Auntie M was not the only disappointed reader when the duo of Nicci French decided to end their Frieda Klein series, but they’ve made up for that with a brilliant stand-alone, The Lying Room.
Neve Connolly is the gal everyone admires: a working mom of three who cooks and keeps it all together, and remembers to feed the guinea pig, she’s a great friend, too.

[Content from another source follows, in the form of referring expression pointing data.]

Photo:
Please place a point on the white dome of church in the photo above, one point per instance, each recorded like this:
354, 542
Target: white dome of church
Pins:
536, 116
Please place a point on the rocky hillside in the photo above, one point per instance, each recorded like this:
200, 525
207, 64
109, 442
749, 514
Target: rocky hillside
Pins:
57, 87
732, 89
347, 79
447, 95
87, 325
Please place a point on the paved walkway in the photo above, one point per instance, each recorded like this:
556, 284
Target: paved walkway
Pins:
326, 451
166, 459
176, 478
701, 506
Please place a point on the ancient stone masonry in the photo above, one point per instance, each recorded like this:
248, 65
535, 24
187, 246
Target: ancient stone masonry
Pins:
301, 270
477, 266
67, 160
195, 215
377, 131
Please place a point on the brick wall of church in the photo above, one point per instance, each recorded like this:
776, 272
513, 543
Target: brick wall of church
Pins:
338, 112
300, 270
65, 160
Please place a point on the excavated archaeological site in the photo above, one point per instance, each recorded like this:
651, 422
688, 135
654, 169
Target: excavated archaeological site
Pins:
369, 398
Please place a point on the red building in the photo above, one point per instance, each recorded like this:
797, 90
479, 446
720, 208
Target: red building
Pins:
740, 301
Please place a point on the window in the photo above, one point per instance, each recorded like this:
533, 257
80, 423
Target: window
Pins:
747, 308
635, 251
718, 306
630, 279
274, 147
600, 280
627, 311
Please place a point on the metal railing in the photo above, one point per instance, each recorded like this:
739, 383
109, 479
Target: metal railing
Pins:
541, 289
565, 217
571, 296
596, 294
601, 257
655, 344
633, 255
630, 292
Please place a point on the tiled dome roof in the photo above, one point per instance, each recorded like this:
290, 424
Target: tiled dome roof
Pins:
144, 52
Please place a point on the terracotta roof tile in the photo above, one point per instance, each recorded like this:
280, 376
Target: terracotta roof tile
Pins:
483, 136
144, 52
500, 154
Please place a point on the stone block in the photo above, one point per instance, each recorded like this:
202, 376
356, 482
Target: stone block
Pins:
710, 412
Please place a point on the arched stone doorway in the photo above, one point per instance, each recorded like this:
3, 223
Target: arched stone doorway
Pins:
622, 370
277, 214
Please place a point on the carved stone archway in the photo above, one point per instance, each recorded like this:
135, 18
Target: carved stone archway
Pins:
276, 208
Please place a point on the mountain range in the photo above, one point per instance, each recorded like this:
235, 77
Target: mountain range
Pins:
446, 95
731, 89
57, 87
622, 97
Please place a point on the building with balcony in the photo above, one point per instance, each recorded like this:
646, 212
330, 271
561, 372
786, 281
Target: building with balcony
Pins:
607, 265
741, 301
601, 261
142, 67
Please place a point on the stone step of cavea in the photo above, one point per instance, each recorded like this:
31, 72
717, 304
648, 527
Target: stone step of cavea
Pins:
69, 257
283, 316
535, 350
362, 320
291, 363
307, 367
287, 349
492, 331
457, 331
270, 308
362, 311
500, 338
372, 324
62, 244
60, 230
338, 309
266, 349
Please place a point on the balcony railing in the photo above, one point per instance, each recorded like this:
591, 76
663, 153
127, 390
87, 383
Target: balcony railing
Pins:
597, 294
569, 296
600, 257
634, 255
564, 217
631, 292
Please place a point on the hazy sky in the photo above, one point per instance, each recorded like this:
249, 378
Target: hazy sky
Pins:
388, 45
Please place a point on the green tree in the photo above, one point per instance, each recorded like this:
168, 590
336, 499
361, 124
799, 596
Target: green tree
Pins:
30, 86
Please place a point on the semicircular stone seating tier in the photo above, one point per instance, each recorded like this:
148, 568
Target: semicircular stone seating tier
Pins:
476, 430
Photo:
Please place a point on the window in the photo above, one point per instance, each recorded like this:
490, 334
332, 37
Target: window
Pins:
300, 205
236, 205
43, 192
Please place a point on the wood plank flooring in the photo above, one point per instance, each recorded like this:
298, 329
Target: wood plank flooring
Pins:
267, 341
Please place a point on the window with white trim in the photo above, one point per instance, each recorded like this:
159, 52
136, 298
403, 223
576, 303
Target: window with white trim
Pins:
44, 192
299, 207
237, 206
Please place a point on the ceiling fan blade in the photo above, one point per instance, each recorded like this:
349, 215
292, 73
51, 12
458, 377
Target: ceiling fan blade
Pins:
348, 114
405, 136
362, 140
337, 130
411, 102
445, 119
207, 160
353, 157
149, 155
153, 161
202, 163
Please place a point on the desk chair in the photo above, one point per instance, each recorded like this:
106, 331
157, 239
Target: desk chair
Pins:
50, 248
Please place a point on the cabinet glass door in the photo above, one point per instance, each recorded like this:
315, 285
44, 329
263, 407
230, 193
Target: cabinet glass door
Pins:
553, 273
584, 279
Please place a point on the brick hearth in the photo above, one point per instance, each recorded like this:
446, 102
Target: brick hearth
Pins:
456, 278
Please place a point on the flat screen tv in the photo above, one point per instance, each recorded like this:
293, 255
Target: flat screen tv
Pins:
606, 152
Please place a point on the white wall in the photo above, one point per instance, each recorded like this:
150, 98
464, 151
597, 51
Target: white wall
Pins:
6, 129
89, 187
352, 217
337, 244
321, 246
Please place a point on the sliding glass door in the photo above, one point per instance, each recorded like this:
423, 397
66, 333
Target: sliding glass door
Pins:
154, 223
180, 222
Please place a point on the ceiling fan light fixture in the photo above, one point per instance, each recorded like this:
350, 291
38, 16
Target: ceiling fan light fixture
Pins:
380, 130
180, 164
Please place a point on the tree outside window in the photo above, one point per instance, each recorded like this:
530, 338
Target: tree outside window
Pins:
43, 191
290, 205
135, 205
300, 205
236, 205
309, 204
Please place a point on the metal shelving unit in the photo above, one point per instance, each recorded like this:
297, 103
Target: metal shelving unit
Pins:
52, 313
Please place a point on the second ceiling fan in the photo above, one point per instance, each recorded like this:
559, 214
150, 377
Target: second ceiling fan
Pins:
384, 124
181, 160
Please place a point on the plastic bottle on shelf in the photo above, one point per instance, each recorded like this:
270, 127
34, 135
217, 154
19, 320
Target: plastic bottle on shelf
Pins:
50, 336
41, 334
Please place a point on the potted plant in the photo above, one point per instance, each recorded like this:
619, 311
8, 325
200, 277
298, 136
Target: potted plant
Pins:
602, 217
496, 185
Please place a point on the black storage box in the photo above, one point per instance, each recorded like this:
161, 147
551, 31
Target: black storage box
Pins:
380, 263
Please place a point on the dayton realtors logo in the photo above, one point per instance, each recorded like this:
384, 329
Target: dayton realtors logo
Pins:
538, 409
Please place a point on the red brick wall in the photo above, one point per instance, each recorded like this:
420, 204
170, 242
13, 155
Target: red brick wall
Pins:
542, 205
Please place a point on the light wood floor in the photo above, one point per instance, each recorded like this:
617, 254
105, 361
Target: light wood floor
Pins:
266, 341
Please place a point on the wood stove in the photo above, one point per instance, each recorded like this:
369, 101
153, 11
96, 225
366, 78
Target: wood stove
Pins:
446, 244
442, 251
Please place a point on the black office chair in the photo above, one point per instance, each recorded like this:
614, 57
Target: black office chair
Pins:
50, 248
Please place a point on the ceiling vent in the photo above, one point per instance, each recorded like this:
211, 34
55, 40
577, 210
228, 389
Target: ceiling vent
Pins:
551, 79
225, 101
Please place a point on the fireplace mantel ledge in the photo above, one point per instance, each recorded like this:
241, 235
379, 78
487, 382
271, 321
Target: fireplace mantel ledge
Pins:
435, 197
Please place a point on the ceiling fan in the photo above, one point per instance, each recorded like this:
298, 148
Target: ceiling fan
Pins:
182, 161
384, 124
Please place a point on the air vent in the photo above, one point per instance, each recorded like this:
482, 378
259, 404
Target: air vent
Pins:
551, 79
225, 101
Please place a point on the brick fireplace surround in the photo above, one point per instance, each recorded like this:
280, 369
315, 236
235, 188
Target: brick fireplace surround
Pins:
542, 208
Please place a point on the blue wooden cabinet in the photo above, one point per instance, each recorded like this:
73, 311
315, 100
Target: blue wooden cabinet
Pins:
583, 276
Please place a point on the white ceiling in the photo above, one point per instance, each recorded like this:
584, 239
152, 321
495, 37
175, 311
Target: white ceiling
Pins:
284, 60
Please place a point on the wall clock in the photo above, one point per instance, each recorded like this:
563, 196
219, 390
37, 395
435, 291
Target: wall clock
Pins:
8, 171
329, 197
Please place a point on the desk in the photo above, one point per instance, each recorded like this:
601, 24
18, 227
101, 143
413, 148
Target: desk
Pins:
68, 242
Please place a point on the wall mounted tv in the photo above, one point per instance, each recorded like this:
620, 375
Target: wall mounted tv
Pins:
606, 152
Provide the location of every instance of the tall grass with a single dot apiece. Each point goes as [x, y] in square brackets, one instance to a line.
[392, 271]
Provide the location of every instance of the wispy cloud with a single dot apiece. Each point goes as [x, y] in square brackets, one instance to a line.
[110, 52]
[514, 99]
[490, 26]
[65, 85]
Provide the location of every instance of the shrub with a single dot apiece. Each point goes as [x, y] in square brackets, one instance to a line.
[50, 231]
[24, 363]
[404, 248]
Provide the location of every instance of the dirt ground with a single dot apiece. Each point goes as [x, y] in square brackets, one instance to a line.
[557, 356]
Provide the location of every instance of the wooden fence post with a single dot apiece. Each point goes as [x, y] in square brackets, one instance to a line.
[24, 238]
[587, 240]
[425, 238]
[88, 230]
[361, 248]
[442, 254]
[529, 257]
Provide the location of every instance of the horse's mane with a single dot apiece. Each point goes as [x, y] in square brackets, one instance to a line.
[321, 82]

So when her small print design company is bought out by a larger one, she decides to drop to 3 1/2 days a week to give herself some breathing room.
That her breathing room for herself means seeing one of the new bosses in an exciting fling has her feeling guilty but exhilarated——until the morning she receives a text to meet her lover at his tiny town flat and finds him dead, brutally attacked with hammer.

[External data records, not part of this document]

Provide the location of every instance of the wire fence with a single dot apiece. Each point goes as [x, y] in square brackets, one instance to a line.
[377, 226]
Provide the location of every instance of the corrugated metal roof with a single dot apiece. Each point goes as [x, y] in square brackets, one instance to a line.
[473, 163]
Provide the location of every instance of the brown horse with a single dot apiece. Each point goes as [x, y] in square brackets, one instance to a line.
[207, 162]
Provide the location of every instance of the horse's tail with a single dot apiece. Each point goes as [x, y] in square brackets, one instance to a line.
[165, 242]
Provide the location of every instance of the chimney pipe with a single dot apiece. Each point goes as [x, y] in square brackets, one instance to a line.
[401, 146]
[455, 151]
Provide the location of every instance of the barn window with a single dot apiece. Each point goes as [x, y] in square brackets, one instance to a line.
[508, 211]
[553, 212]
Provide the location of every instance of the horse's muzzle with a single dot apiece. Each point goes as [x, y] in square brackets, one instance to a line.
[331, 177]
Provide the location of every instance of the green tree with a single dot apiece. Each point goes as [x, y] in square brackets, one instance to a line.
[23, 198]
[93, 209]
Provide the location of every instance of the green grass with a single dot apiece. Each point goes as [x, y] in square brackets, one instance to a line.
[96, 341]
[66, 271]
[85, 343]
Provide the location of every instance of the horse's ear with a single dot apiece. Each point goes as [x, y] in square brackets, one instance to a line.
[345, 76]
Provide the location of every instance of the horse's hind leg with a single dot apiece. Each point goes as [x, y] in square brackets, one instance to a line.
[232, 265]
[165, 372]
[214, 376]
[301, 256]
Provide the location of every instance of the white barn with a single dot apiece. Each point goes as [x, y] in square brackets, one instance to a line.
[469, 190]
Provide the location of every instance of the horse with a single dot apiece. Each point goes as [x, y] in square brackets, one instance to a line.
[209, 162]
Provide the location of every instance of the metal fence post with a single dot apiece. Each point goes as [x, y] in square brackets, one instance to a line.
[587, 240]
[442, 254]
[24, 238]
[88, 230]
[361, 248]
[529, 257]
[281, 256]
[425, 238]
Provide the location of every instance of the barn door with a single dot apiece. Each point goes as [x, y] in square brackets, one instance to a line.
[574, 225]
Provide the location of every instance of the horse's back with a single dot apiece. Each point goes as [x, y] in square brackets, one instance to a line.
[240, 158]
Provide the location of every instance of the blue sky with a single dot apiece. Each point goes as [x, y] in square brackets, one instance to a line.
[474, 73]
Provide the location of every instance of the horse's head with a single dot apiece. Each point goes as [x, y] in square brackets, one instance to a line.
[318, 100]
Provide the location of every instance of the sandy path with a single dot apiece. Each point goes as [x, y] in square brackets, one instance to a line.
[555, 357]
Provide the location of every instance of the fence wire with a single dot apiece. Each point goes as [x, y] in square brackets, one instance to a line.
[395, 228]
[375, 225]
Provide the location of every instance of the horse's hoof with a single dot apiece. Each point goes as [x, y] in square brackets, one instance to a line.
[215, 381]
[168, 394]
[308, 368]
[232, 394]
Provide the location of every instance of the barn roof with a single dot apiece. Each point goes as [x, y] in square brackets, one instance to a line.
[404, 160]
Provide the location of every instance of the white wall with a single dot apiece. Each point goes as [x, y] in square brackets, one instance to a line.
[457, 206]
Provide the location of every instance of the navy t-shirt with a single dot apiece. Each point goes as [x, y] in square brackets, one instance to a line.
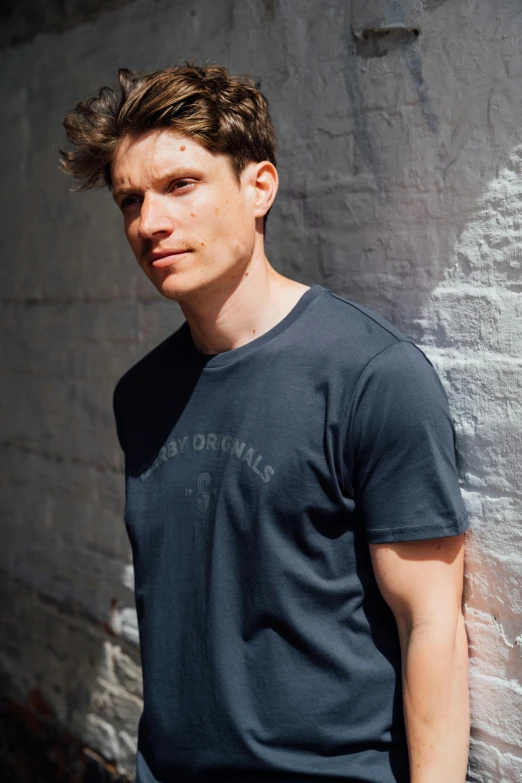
[255, 479]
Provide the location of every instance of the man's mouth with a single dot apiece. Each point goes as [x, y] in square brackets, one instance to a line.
[169, 257]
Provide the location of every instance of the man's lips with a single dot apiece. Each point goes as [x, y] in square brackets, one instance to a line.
[169, 257]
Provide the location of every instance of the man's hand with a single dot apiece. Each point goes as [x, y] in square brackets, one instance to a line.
[422, 583]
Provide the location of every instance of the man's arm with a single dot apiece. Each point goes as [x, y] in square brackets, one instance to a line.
[422, 583]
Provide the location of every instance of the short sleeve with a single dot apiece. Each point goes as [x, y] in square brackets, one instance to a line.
[400, 447]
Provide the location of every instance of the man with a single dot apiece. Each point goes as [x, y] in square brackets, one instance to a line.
[292, 500]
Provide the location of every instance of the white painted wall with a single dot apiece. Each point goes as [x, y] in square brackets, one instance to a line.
[400, 188]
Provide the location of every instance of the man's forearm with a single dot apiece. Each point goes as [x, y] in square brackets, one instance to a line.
[436, 702]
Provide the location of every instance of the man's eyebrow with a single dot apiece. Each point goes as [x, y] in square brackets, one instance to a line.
[184, 171]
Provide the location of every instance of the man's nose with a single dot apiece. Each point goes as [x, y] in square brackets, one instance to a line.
[154, 216]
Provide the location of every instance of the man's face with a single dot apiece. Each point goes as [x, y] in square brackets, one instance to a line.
[183, 202]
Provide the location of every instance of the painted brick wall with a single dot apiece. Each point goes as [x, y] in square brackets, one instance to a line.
[400, 162]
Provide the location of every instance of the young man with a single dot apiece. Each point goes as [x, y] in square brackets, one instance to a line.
[292, 500]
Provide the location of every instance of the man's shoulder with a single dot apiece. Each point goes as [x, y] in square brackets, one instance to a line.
[355, 332]
[148, 371]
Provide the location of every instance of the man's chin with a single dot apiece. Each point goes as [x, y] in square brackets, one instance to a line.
[174, 286]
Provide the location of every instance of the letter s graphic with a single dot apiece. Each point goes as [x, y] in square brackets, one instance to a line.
[203, 493]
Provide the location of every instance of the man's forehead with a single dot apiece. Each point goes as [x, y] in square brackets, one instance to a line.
[155, 154]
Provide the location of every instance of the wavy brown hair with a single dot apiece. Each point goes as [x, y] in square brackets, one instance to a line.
[226, 114]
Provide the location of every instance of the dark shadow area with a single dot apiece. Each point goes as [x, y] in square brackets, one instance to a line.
[21, 20]
[378, 43]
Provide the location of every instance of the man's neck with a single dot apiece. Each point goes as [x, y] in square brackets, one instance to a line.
[240, 313]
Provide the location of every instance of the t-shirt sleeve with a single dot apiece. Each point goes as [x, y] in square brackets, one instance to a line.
[400, 443]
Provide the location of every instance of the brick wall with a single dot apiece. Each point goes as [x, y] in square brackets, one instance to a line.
[400, 165]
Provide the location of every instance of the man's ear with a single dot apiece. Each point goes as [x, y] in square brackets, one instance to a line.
[265, 182]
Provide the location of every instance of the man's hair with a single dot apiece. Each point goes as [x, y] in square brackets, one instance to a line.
[226, 114]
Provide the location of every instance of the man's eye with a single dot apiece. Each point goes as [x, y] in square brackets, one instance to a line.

Unable to process any other thought but self-preservation, Neve sets out to eradicate any trace of herself and their relationship from the apartment, literally scrubbing herself away, all the while feeling she’s forgotten something.
The detective investigating Saul Stevenson’s murder seems to keep turning up at Neve’s door with questions, while her usually hectic household erupts into even more chaos with visiting friends from uni outstaying their welcome and her best friend’s marriage disintegrating at the same time.

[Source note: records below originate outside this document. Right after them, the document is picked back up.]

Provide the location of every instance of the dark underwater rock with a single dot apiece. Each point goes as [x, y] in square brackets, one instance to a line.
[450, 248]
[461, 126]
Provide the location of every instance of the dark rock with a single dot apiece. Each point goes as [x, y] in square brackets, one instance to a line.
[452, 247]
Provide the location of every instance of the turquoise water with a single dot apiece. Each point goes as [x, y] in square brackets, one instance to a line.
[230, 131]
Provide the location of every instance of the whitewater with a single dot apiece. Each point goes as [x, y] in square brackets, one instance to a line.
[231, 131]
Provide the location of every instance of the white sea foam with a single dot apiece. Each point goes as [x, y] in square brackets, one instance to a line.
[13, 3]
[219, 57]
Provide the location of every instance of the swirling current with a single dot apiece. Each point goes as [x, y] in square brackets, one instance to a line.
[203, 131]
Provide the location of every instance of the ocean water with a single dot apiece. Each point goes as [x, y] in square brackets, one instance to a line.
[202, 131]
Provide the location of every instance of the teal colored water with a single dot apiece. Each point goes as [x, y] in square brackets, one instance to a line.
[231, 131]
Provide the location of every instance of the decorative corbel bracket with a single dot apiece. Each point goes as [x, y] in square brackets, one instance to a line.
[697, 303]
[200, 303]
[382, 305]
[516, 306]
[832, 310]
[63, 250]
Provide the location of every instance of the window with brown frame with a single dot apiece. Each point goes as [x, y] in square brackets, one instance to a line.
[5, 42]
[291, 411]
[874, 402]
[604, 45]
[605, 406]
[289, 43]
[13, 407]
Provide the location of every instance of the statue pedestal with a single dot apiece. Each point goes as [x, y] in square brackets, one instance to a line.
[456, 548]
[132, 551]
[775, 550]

Worried over her oldest child, Mabel, a young woman off to uni with her own ghosts she battles, Neve is consumed with worry and anxiety.
And all the time she exhausts herself to find a way out of the morass, while the detective intent on digging to the bottom of the case keeps turning up with more questions for Neve in a way that soon feels like the two of them are playing a strategic game.
But there’s another person out there watching as all the pieces fall into place, and that’s the real killer. As Neve tries to figure out who the killer must be, several on her list are those she loves, and she can’t begin to imagine how her life can continue if it is one of them.
The complicated plot adds to the very real feel of these characters, finely drawn with problems and issues all families and marriages entertain and their secrets emerge. As Neve’s attempts at misdirection rise, so does the tension, inexorably, toward a stunning climax that isn’t as much of an ending as a new beginning for some.
Eminently readable, this unsettling thriller is justly deemed highly recommended.